E’ anche importante assumere sufficiente vitamina D, che aiuta il tuo corpo a assorbire il calcio dai cibi che mangi. La vitamina D è prodotta nella tua pelle quando ti esponi al sole. Necessiti di 10-15 minuti di luce solare alle mani braccia e viso, 2-3 volte a settimana per produrre sufficiente vitamina D. Il tempo necessario dipende dalla sensibilità della tua pelle alla luce solare. Dipende inoltre dall’uso di creme solari protettive, dal colore della tua pelle, e dal livello di inquinamento dell’aria.

La vitamina D può anche essere assunta attraverso i cibi, come il latte (il latte è una buona fonte di vitamina D, a differenza dello yogurt), o prendendo pillole contenenti vitamine.

Di quanta vitamina D necessito ogni giorno ?

Dipende dall’età:

tra 19 e 70 anni: 600 IU al giorno

Dai 71 anni in poi: 800 IU al giorno

Avere una dieta sana ed equilibrata

Assumere altri nutrienti come vitamina K, vitamina C, magnesio, zinco, proteine) aiuta a costruire ossa più forti. Il latte ha molti di questi nutrienti, come anche la carne, il pesce, i vegetali a foglie verdi, e le arance.

Fare attività fisica

Essere attiva aiuta le tue ossa attraverso le seguenti azioni:

  • rallentare la perdita ossea
  • aumentare la forza muscolare

Ci sono molte attività che aiutano in questo senso.

  • Camminare
  • Danzare
  • Correre
  • Salire le scale
  • Fare giardinaggio
  • Passeggiare velocemente
  • Giocare a tennis
  • Yoga
  • Tai chi

Non fumare

Il fumo aumenta la possibilità di avere l’osteoporosi. Danneggia le tue ossa e abbassa il livello di estrogeni nel tuo corpo. Gli estrogeni sono ormoni prodotti nel tuo corpo che possono aiutare a rallentare la perdita ossea.

Bere alcolici moderatamente

Se bevi alcolici non bere più di un drink al giorno.
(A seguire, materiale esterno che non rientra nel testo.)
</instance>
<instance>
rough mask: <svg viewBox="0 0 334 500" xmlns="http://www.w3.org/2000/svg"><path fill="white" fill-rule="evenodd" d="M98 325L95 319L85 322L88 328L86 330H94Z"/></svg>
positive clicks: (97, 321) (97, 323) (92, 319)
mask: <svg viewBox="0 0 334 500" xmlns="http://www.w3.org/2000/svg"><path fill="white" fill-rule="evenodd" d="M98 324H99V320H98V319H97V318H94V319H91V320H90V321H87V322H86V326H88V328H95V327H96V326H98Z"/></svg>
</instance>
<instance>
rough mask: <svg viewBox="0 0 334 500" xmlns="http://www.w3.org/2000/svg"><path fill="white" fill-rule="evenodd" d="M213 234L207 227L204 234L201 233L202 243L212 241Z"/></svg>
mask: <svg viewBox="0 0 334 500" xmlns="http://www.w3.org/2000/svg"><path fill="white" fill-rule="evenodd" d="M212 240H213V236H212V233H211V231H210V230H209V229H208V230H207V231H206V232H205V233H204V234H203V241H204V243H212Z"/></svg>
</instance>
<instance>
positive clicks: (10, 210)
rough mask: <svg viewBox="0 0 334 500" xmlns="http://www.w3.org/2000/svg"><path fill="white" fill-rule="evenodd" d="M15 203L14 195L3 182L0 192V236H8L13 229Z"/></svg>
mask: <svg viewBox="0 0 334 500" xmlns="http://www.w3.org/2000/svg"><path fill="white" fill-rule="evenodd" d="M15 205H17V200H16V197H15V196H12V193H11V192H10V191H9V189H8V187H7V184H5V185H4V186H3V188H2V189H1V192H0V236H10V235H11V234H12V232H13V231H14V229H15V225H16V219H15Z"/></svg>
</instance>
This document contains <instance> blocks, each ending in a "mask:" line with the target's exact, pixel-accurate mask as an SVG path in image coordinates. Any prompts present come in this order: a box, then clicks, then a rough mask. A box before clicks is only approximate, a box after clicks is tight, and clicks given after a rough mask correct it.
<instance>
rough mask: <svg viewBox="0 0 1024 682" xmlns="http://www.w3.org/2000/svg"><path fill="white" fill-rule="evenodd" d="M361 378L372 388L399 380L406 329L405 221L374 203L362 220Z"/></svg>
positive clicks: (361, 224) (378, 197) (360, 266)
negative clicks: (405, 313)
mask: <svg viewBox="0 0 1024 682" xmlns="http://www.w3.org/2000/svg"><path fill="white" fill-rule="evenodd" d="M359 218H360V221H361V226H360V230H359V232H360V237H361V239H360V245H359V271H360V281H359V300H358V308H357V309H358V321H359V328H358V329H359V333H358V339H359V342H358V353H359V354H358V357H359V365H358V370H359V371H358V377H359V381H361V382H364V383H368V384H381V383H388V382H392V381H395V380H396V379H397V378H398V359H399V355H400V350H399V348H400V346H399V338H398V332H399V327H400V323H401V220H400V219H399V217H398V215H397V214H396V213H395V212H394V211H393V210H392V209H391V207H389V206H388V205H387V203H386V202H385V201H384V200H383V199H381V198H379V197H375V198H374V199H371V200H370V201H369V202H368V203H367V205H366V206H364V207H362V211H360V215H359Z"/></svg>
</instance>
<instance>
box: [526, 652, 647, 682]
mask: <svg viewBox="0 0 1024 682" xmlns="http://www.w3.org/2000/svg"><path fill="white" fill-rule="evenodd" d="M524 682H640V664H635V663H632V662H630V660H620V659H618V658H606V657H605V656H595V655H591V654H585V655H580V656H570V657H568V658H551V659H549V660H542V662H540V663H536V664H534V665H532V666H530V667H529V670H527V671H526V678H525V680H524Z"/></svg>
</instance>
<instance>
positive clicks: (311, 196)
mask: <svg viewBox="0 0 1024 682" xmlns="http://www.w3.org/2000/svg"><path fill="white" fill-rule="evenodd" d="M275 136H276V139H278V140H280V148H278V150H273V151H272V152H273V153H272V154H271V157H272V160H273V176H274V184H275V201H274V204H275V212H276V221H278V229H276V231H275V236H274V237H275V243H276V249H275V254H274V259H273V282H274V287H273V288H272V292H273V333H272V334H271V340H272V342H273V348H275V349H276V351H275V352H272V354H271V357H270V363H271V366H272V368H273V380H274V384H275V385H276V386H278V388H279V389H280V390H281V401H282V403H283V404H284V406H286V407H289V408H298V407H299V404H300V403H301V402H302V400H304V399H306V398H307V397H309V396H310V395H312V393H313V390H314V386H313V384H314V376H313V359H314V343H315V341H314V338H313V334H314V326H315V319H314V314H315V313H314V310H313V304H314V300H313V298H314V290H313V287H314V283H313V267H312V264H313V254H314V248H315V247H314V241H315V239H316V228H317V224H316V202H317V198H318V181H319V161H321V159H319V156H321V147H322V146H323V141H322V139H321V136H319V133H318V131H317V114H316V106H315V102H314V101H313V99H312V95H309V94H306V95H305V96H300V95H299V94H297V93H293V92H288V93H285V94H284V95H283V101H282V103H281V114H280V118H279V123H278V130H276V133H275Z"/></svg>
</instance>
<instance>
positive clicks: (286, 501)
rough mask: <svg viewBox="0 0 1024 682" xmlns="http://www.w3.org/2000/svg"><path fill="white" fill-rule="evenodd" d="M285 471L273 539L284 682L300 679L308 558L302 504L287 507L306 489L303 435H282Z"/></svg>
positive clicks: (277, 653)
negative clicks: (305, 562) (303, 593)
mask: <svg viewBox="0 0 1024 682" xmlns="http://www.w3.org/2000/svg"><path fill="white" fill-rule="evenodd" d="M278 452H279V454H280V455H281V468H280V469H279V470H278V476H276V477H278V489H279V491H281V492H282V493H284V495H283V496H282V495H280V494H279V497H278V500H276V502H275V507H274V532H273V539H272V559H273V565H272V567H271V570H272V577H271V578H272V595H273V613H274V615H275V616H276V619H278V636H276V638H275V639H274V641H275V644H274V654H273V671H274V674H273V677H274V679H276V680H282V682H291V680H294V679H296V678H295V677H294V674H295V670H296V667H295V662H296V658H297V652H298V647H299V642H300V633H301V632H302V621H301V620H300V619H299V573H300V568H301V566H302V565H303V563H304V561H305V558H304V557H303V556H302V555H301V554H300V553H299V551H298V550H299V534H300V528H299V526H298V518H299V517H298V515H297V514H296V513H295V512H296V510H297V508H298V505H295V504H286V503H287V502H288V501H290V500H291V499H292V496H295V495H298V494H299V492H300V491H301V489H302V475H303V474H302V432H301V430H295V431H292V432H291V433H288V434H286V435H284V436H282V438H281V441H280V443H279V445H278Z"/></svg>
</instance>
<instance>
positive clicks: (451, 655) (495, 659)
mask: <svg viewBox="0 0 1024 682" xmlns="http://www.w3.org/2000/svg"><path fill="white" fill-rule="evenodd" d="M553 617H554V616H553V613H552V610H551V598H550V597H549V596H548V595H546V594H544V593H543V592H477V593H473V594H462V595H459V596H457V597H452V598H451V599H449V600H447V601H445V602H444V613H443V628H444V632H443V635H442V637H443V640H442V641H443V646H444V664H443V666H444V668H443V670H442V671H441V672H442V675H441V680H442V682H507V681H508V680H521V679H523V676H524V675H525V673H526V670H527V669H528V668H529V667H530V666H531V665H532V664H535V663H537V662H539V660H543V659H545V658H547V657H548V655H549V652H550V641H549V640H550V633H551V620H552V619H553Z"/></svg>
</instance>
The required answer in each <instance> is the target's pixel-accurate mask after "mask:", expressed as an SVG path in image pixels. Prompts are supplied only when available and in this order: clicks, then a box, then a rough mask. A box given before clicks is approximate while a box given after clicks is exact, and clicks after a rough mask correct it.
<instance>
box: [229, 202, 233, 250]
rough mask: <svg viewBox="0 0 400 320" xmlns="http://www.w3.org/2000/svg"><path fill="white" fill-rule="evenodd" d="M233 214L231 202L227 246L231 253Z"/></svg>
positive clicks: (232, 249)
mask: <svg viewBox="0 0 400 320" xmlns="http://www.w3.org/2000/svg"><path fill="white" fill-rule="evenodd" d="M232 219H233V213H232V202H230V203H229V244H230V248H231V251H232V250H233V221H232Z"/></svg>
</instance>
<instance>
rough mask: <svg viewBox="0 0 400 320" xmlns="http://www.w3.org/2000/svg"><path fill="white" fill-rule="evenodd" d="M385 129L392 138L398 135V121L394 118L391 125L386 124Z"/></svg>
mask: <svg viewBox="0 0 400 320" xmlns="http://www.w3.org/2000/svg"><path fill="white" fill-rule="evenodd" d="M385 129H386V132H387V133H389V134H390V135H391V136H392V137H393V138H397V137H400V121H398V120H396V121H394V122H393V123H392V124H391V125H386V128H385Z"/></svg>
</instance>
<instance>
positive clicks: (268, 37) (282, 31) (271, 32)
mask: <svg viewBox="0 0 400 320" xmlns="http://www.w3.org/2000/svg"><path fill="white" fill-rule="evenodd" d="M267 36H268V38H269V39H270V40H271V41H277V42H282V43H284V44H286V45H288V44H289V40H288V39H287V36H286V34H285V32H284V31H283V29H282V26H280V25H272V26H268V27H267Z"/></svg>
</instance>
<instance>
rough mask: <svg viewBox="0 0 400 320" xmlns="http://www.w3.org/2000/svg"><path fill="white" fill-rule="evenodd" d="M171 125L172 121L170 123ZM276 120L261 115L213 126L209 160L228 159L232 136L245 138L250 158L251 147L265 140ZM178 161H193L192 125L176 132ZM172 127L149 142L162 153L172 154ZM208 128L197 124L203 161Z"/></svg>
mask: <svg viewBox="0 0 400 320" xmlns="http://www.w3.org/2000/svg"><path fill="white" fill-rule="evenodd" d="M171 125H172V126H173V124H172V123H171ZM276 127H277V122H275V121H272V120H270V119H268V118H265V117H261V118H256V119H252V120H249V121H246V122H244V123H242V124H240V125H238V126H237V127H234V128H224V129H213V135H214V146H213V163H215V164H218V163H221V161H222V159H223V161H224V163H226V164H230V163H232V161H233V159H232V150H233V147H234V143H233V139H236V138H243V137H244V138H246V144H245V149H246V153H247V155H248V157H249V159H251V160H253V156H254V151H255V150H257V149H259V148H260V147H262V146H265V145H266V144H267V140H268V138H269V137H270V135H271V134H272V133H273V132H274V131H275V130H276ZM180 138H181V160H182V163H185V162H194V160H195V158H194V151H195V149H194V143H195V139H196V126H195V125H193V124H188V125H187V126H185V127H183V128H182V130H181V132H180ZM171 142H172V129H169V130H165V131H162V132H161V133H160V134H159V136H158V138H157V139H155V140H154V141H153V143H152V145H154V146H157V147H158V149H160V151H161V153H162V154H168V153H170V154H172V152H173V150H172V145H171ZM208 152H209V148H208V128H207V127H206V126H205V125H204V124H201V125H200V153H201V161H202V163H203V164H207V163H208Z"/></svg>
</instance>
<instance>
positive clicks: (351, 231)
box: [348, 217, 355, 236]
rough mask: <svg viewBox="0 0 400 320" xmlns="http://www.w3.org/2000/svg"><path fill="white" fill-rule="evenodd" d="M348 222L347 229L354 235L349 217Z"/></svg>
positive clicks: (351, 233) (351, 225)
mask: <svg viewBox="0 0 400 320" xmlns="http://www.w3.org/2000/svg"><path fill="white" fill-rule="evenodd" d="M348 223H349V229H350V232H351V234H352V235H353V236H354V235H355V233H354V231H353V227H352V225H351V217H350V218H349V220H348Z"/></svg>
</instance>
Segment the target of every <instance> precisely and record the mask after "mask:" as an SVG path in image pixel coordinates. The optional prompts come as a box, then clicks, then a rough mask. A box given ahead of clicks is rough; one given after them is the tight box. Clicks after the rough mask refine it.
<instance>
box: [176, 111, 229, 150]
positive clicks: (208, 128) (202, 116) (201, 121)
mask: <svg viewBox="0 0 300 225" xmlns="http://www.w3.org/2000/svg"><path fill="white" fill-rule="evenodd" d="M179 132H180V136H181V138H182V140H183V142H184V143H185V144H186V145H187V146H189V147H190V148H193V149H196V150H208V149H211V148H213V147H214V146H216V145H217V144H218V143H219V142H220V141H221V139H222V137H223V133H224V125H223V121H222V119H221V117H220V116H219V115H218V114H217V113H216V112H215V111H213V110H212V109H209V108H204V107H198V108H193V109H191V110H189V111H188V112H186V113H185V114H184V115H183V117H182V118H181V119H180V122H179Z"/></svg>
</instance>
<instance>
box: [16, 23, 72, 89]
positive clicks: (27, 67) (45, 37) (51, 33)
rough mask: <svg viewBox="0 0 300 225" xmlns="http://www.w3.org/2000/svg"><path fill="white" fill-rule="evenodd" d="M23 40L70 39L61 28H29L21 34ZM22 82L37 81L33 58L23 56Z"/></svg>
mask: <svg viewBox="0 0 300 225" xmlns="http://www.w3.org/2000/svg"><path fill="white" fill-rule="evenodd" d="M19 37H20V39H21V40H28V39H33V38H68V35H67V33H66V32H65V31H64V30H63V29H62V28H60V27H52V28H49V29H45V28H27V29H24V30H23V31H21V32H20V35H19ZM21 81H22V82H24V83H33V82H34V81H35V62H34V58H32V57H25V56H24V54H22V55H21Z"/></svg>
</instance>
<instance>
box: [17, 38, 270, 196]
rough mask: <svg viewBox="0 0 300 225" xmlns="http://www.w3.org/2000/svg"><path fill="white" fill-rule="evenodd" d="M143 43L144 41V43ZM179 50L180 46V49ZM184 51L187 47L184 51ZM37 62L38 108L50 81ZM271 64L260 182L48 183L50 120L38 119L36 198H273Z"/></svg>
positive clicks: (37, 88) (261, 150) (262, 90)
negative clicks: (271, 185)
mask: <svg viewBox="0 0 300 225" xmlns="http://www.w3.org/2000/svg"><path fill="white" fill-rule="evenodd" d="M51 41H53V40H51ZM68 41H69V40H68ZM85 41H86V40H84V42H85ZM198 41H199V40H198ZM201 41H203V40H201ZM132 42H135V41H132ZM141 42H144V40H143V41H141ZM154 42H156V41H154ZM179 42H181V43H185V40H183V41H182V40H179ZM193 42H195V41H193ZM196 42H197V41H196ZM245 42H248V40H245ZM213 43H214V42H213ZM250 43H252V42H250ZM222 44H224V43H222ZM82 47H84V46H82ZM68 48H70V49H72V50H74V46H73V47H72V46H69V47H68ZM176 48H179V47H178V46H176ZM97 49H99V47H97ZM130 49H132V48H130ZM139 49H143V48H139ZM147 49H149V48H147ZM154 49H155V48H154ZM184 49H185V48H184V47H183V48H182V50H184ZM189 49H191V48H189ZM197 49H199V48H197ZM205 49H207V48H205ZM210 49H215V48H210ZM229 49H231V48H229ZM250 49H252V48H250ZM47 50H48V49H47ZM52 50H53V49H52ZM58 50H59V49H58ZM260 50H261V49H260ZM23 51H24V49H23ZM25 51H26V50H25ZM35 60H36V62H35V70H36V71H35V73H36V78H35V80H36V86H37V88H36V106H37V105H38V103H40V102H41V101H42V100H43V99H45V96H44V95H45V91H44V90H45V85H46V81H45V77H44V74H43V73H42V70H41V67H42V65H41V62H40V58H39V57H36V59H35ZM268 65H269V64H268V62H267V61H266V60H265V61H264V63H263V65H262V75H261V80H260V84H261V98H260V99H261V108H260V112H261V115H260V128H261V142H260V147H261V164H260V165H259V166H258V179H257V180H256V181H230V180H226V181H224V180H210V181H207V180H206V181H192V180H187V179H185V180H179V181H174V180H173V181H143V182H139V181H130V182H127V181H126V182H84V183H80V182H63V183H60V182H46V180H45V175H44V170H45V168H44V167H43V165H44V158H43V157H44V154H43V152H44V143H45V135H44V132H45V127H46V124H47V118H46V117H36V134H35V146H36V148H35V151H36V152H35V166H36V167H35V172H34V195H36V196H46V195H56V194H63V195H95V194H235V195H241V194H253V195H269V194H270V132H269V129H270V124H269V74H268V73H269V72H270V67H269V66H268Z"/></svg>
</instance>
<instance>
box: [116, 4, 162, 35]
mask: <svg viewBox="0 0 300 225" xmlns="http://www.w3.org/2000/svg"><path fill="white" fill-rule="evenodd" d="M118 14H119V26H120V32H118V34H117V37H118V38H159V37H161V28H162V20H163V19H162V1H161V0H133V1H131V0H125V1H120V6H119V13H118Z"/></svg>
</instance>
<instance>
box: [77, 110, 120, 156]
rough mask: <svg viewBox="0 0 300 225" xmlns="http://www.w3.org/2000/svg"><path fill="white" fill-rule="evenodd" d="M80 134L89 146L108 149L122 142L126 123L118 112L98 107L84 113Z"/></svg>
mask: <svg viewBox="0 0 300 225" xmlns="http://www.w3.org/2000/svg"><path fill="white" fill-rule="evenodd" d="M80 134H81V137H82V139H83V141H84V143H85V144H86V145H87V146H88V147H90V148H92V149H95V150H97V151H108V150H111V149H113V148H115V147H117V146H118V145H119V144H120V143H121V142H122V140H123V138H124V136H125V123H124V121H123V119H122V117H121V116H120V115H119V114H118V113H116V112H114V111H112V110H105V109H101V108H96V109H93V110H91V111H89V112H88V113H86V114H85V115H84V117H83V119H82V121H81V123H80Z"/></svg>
L’alcool rende più difficile l’uso del calcio nel tuo corpo. E può ridurre il tuo senso dell’equilibrio e provocare cadute con fratture.

Rendi più sicura la tua abitazione

Per esempio, usando tappetini ruvidi nella doccia o nella vasca, mantenendo i pavimenti asciutti, avendo maniglie ruvide in doccia e vasca.

Fatti consigliare dal tuo medico farmaci utili a prevenire o trattare la perdita ossea

Ci sono diversi farmaci utili in questo senso:

  • Bifosfonati: sono utili sia per la prevenzione che per il trattamento dell’osteoporosi post-menopausale.
  • SERMs: una classe di farmaci chiamati agonisti/antagonisti degli estrogeni o modulatori selettivi del recettore degli estrogeni (SERMs) sono utili sia per la prevenzione che per il trattamento dell’osteoporosi post-menopausale.
  • Calcitonina: è un ormone naturale che può ridurre la velocità della perdita ossea
  • Terapia ormonale in menopausa: recenti studi sostengono che questa non sia una buona opzione per molte donne. Le raccomandazioni delle autorità sanitarie sono le seguenti: usare il minor dosaggio possibile per il più breve tempo possibile, considerare l’uso di altri farmaci al posto della terapia ormonale
  • Ormone paratiroideo: è una forma iniettabile dell’ormone paratiroideo umano. Aiuta nel costruire più velocemente nuovo tessuto osseo di quanto sia degradato il vecchio.